Когда он дал таким образом волю своей дремлющей, но не вовсе угасшей солдатской гордости, помимо его сознания вовлекшей его в ту самую ошибку, которую он осуждал, его глаза, засверкавшие на миг отсветом былого пыла, обратили ласково-тревожный взор на обреченного пленника, чье лицо снова приняло выражение холодного спокойствия; и снова казалось, что мыслями пауни унесся вдаль.

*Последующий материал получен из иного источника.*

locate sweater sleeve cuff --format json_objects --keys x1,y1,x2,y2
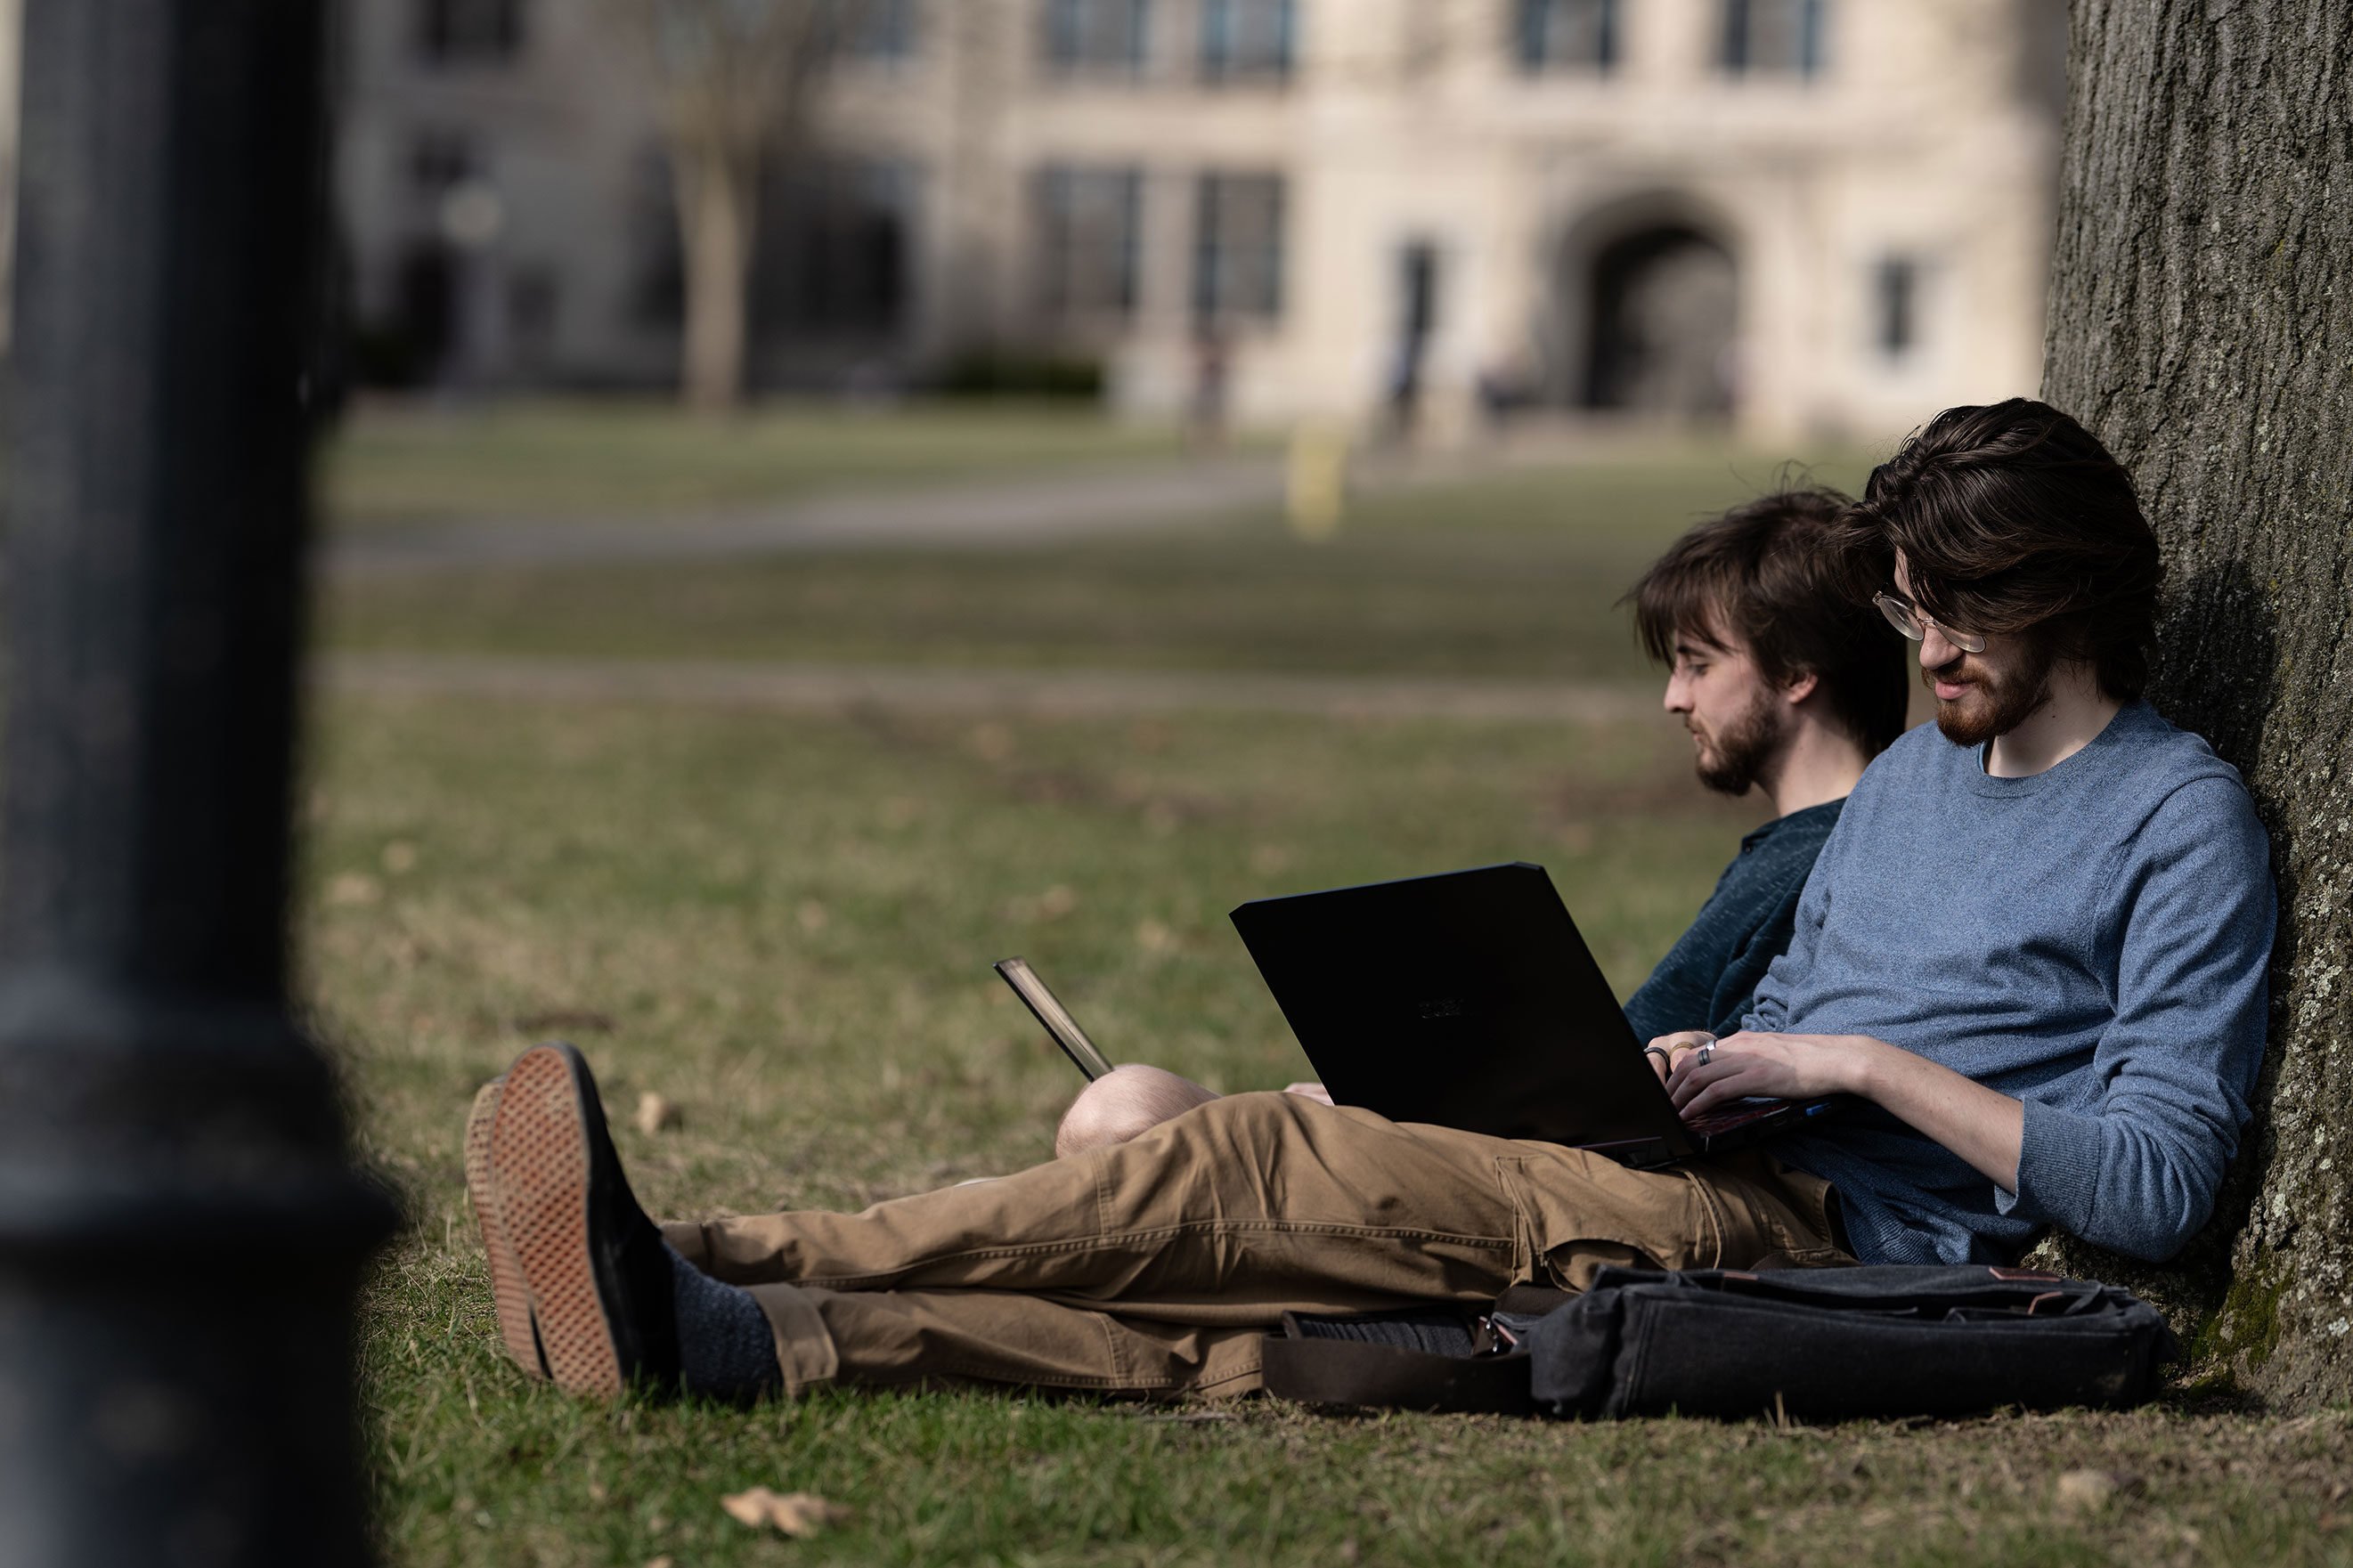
[{"x1": 1999, "y1": 1096, "x2": 2100, "y2": 1236}]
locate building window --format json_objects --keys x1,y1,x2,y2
[
  {"x1": 1721, "y1": 0, "x2": 1825, "y2": 77},
  {"x1": 1874, "y1": 255, "x2": 1920, "y2": 359},
  {"x1": 418, "y1": 0, "x2": 525, "y2": 66},
  {"x1": 408, "y1": 130, "x2": 477, "y2": 198},
  {"x1": 756, "y1": 161, "x2": 917, "y2": 337},
  {"x1": 1036, "y1": 166, "x2": 1144, "y2": 319},
  {"x1": 1516, "y1": 0, "x2": 1619, "y2": 74},
  {"x1": 1193, "y1": 173, "x2": 1285, "y2": 321},
  {"x1": 508, "y1": 267, "x2": 561, "y2": 361},
  {"x1": 629, "y1": 145, "x2": 686, "y2": 329},
  {"x1": 1200, "y1": 0, "x2": 1295, "y2": 84},
  {"x1": 1044, "y1": 0, "x2": 1150, "y2": 74},
  {"x1": 845, "y1": 0, "x2": 919, "y2": 61}
]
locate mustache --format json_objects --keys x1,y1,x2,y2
[{"x1": 1921, "y1": 652, "x2": 1981, "y2": 691}]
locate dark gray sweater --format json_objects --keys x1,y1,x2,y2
[{"x1": 1622, "y1": 799, "x2": 1844, "y2": 1046}]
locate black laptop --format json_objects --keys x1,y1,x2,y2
[{"x1": 1227, "y1": 862, "x2": 1836, "y2": 1168}]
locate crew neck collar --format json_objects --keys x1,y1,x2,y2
[
  {"x1": 1964, "y1": 700, "x2": 2147, "y2": 797},
  {"x1": 1745, "y1": 796, "x2": 1843, "y2": 849}
]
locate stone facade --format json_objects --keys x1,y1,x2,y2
[{"x1": 328, "y1": 0, "x2": 2064, "y2": 442}]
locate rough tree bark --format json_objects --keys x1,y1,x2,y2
[{"x1": 2032, "y1": 0, "x2": 2353, "y2": 1408}]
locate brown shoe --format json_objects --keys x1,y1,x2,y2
[
  {"x1": 464, "y1": 1076, "x2": 546, "y2": 1377},
  {"x1": 487, "y1": 1042, "x2": 680, "y2": 1399}
]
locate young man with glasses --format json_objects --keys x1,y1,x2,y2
[
  {"x1": 468, "y1": 401, "x2": 2273, "y2": 1402},
  {"x1": 1049, "y1": 488, "x2": 1910, "y2": 1157},
  {"x1": 1651, "y1": 399, "x2": 2274, "y2": 1263}
]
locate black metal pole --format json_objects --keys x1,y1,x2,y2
[{"x1": 0, "y1": 3, "x2": 394, "y2": 1564}]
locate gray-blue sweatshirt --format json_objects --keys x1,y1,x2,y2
[{"x1": 1750, "y1": 701, "x2": 2275, "y2": 1265}]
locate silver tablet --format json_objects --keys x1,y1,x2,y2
[{"x1": 994, "y1": 956, "x2": 1115, "y2": 1081}]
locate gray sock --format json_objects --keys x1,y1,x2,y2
[{"x1": 666, "y1": 1245, "x2": 783, "y2": 1400}]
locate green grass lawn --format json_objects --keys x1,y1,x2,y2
[
  {"x1": 315, "y1": 428, "x2": 2345, "y2": 1565},
  {"x1": 323, "y1": 451, "x2": 1869, "y2": 679},
  {"x1": 324, "y1": 694, "x2": 2347, "y2": 1567},
  {"x1": 322, "y1": 398, "x2": 1213, "y2": 529}
]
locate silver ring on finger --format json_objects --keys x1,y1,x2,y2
[{"x1": 1695, "y1": 1042, "x2": 1714, "y2": 1067}]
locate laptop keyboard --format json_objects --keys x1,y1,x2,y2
[{"x1": 1685, "y1": 1098, "x2": 1787, "y2": 1138}]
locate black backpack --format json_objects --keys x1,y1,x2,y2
[{"x1": 1261, "y1": 1264, "x2": 2178, "y2": 1421}]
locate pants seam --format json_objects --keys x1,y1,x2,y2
[
  {"x1": 793, "y1": 1221, "x2": 1518, "y2": 1291},
  {"x1": 846, "y1": 1348, "x2": 1267, "y2": 1393},
  {"x1": 1685, "y1": 1169, "x2": 1730, "y2": 1267},
  {"x1": 1098, "y1": 1307, "x2": 1127, "y2": 1385}
]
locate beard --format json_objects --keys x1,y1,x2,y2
[
  {"x1": 1689, "y1": 683, "x2": 1789, "y2": 797},
  {"x1": 1926, "y1": 637, "x2": 2058, "y2": 747}
]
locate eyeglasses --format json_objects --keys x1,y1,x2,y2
[{"x1": 1872, "y1": 590, "x2": 1986, "y2": 654}]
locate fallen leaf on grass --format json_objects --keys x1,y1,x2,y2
[
  {"x1": 2055, "y1": 1468, "x2": 2139, "y2": 1513},
  {"x1": 721, "y1": 1487, "x2": 852, "y2": 1538},
  {"x1": 635, "y1": 1092, "x2": 681, "y2": 1134},
  {"x1": 967, "y1": 721, "x2": 1015, "y2": 761},
  {"x1": 326, "y1": 872, "x2": 382, "y2": 906}
]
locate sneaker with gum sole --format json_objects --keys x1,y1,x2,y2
[
  {"x1": 487, "y1": 1042, "x2": 680, "y2": 1398},
  {"x1": 463, "y1": 1075, "x2": 545, "y2": 1377}
]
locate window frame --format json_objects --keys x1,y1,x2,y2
[
  {"x1": 416, "y1": 0, "x2": 525, "y2": 68},
  {"x1": 1198, "y1": 0, "x2": 1296, "y2": 86},
  {"x1": 1192, "y1": 170, "x2": 1286, "y2": 324},
  {"x1": 1042, "y1": 0, "x2": 1152, "y2": 77},
  {"x1": 1872, "y1": 253, "x2": 1924, "y2": 362},
  {"x1": 1035, "y1": 163, "x2": 1146, "y2": 321},
  {"x1": 1515, "y1": 0, "x2": 1620, "y2": 76},
  {"x1": 1720, "y1": 0, "x2": 1827, "y2": 79}
]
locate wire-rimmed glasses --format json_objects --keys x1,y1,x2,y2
[{"x1": 1872, "y1": 590, "x2": 1987, "y2": 654}]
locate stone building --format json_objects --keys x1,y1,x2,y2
[{"x1": 333, "y1": 0, "x2": 2066, "y2": 442}]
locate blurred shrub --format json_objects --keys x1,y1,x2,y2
[
  {"x1": 349, "y1": 322, "x2": 433, "y2": 391},
  {"x1": 933, "y1": 349, "x2": 1104, "y2": 402}
]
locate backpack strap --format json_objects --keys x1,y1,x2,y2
[{"x1": 1259, "y1": 1308, "x2": 1535, "y2": 1416}]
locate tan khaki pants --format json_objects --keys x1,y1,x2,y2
[{"x1": 663, "y1": 1092, "x2": 1845, "y2": 1399}]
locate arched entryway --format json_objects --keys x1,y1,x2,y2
[
  {"x1": 1584, "y1": 224, "x2": 1738, "y2": 418},
  {"x1": 1535, "y1": 194, "x2": 1743, "y2": 421}
]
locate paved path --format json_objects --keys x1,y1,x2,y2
[
  {"x1": 322, "y1": 427, "x2": 1660, "y2": 577},
  {"x1": 321, "y1": 651, "x2": 1656, "y2": 725},
  {"x1": 326, "y1": 456, "x2": 1285, "y2": 578}
]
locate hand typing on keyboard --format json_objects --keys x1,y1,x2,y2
[{"x1": 1657, "y1": 1029, "x2": 1869, "y2": 1122}]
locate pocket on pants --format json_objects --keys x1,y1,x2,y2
[
  {"x1": 1494, "y1": 1150, "x2": 1724, "y2": 1292},
  {"x1": 1693, "y1": 1156, "x2": 1851, "y2": 1267}
]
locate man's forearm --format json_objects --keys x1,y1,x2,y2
[{"x1": 1845, "y1": 1039, "x2": 2024, "y2": 1194}]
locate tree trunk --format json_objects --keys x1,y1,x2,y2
[
  {"x1": 673, "y1": 134, "x2": 758, "y2": 413},
  {"x1": 2034, "y1": 0, "x2": 2353, "y2": 1408}
]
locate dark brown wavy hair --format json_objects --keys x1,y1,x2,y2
[
  {"x1": 1836, "y1": 399, "x2": 2163, "y2": 701},
  {"x1": 1627, "y1": 486, "x2": 1909, "y2": 757}
]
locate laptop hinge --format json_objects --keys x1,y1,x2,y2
[{"x1": 1575, "y1": 1136, "x2": 1678, "y2": 1169}]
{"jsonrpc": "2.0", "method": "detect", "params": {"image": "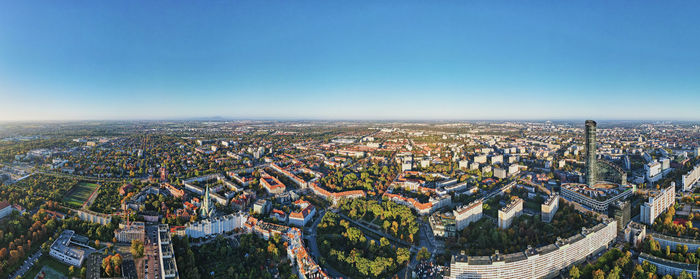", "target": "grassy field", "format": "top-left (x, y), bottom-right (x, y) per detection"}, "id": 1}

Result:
top-left (63, 182), bottom-right (99, 207)
top-left (23, 255), bottom-right (71, 279)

— Юный воин, — продолжал старик с дрожью в голосе, — я не был никогда ни отцом, ни братом. Ваконда назначил мне жить в одиночестве. Он никогда не привязывал мое сердце к дому или полю теми ремнями, которые привязывают людей моего племени к их жилью; будь это иначе, я не совершил бы таких дальних странствий и не повидал бы так много. Но некогда мне довелось долго пробыть среди народа, который жил в упомянутых тобой лесах. Близко узнав этих людей, я полюбил в них честь и старался перенять их мужество. Владыка Жизни в каждого из нас, пауни, вложил сочувствие к человеку. Я не был никогда отцом, но я знаю, что такое отцовская любовь. Ты похож на юношу, который был мне дорог, и я даже начал тешиться мыслью, что в твоих жилах течет его кровь. Но так ли это важно? Ты правильный человек, я это вижу по тому, как ты верен слову; а честность — свойство слишком редкое, ее не забываешь. Сердце мое тянется к тебе, мой юный друг, и я с радостью сделал бы тебе добро.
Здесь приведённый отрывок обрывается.